# rack puls vs deadlifts



## JAja04 (May 13, 2009)

I'm trying to build traps.. when i train rack pulls i feel like i get a better trap workout than when i do deadlifts.  Is it okay to work rack pulls primarily and deadlift maybe once every 3 workouts?

Opinions

Jay


----------



## Whatsaroid? (May 13, 2009)

I would say it depends on what your looking for, I love deadlifts for the GH boost but if your looking for more traps and not the other benefits then you should be fine just don't take out squats.


----------



## Hench (May 13, 2009)

As I understand it rack pulls put more focus on the back and less on the hams/glutes. I think it would be fine to use rack pulls instead of regular deads, as long as you throw in some posterior pulling somewhere else in your routine, e.g. Romanian deads, GHR's, Good mornings ect.


----------



## Gazhole (May 13, 2009)

IMO, posterior chain is far more important than traps. You can always add in some shrugs/static holds/farmers walks to work traps, and throw in some rack pulls every now and again, keeping deads as they are.


----------



## Hench (May 13, 2009)

Gazhole said:


> IMO, posterior chain is far more important than traps. You can always add in some shrugs/static holds/farmers walks to work traps, and throw in some rack pulls every now and again, keeping deads as they are.



Which is better for the lower posterior Gaz, regular deads or roman. deads?


----------



## Gazhole (May 13, 2009)

Moondogg said:


> Which is better for the lower posterior Gaz, regular deads or roman. deads?



I find i can get far more hamstring involved in RDLs than with regulars, simply by pushing my ass backwards during the negative portion. Because of the static position, RDLs seem to be tougher on the lower back too. Which can either be a good thing or a bad thing.

For overall development though, go with proper deads every time. The main reason i mostly do RDLs is really just a form issue with me. I find full deads really really awkward since my back injury. Im working on flexibility, and its getting better every time i try. Just gonna be a long time before im totally comfortable in the starting position.

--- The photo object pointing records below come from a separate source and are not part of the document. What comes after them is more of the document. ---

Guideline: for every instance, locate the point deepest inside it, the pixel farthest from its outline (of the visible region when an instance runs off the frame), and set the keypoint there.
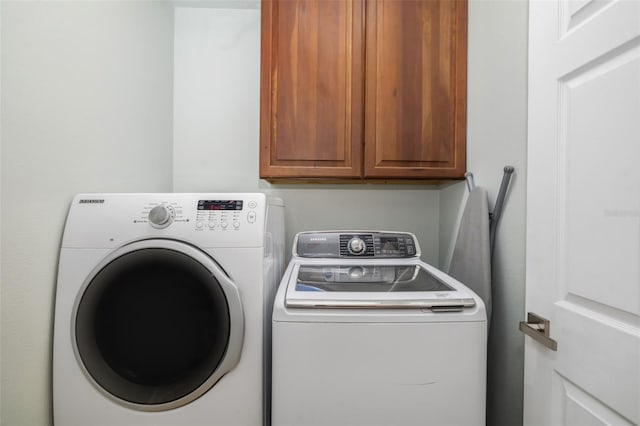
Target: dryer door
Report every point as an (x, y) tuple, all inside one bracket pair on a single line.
[(157, 324)]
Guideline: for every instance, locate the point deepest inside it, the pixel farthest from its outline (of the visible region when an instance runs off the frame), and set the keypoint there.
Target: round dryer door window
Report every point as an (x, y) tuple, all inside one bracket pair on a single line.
[(157, 324)]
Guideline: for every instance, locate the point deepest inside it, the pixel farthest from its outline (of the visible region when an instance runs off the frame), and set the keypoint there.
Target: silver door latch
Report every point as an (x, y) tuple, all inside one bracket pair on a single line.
[(538, 328)]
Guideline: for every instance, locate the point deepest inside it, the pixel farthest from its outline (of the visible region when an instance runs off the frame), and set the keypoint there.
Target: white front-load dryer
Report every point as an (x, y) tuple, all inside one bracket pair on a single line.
[(162, 310), (366, 334)]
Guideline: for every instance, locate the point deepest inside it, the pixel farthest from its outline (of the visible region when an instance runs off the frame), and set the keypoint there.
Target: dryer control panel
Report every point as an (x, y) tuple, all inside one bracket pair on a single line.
[(350, 244)]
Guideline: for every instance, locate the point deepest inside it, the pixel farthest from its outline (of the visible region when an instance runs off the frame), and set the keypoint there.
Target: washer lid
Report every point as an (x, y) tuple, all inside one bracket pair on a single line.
[(373, 286)]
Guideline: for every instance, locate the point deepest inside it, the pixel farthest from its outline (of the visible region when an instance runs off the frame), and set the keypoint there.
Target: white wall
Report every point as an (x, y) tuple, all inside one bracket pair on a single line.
[(86, 107), (496, 136), (216, 135)]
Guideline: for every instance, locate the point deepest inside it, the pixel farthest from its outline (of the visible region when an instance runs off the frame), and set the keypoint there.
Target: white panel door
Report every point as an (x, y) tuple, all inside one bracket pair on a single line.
[(583, 212)]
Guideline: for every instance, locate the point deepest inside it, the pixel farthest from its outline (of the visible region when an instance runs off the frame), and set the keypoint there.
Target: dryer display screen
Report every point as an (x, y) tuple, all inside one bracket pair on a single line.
[(220, 205)]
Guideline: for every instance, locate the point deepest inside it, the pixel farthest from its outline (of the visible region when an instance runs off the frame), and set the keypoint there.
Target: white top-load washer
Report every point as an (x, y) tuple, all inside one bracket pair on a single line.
[(365, 333), (163, 308)]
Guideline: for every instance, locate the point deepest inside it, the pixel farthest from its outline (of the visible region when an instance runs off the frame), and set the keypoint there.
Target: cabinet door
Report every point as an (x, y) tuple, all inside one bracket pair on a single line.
[(311, 88), (415, 104)]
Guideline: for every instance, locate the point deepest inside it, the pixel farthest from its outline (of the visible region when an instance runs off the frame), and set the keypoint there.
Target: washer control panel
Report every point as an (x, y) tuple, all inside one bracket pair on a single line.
[(365, 244)]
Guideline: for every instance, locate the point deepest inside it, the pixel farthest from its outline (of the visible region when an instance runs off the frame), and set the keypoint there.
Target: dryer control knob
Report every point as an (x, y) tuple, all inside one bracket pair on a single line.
[(161, 216), (356, 246)]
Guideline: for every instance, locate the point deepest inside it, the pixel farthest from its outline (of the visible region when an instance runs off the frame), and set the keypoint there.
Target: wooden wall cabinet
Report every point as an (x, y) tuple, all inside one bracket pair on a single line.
[(363, 89)]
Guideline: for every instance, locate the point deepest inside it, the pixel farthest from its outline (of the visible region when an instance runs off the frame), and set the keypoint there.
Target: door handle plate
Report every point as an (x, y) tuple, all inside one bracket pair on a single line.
[(538, 328)]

Which do you prefer, out of interest?


----------



## Hench (May 13, 2009)

Gazhole said:


> I find i can get far more hamstring involved in RDLs than with regulars, simply by pushing my ass backwards during the negative portion. Because of the static position, RDLs seem to be tougher on the lower back too. Which can either be a good thing or a bad thing.
> 
> For overall development though, go with proper deads every time. The main reason i mostly do RDLs is really just a form issue with me. I find full deads really really awkward since my back injury. Im working on flexibility, and its getting better every time i try. Just gonna be a long time before im totally comfortable in the starting position.
> 
> Which do you prefer, out of interest?



Regular deads feel more comfortable to me. As you mentioned above, I find RDL tough on my lower back. I still include them in my routine, but I go lighter and slightly higher reps than I would ideally like. 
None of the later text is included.